Introduction

Completed

In the ever-evolving landscape of artificial intelligence (AI), efficient training workloads are crucial for achieving optimal model performance. Whether you’re a seasoned high-performance computing (HPC) enthusiast or a curious learner, this module equips you with practical insights to enhance your AI training workflows.

Scenario

In the manufacturing sector, a company specializing in automotive parts is looking to improve its AI models that predict machine failure and maintenance needs.

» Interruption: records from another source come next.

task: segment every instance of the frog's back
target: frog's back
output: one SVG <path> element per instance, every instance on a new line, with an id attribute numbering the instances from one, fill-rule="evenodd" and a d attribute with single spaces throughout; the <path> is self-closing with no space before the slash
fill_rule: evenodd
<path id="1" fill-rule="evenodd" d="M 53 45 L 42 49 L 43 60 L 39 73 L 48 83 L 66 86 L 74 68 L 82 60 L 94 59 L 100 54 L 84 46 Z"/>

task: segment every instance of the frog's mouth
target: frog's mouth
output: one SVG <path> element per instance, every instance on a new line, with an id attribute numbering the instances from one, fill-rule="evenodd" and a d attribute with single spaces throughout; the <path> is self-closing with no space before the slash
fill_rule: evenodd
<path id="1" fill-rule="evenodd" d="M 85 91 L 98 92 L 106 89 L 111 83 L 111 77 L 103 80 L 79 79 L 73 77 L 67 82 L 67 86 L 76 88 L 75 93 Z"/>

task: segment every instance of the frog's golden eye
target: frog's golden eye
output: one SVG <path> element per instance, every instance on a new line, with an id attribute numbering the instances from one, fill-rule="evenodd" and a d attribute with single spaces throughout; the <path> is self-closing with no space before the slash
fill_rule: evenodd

They have vast amounts of data collected from sensors on their machinery but face challenges in processing and training AI models efficiently.

Management wants a model setup that enables them to run multiple training jobs in parallel, significantly reducing the time required to train and refine their predictive models.

What will we be doing?

In this module, we examine the intersection of cloud computing, HPC, and AI. Then, by leveraging Azure CycleCloud and Slurm, you will explore how to deploy and manage clusters, ensure node health, and fine-tune performance specifically for AI training tasks.

Learning objectives

By the end of this module, you're able to:

  • Be able to deploy a Slurm cluster using Azure CycleCloud.
  • Learn how to ensure your cluster is healthy through Node Health Checks.
  • Learn how to optimize your cluster for AI training workloads.

Prerequisites

  • Basic knowledge of HPC.
  • Understand the concepts of Azure Virtual Machines, subscription, resource groups, and virtual networks.
  • Ability to deploy VM, mounting shared file systems.

![NOTE] To complete the optional exercises, you need to use your own subscription, which might incur charges. A trial subscription or a subscription to which you already have access will work to follow along.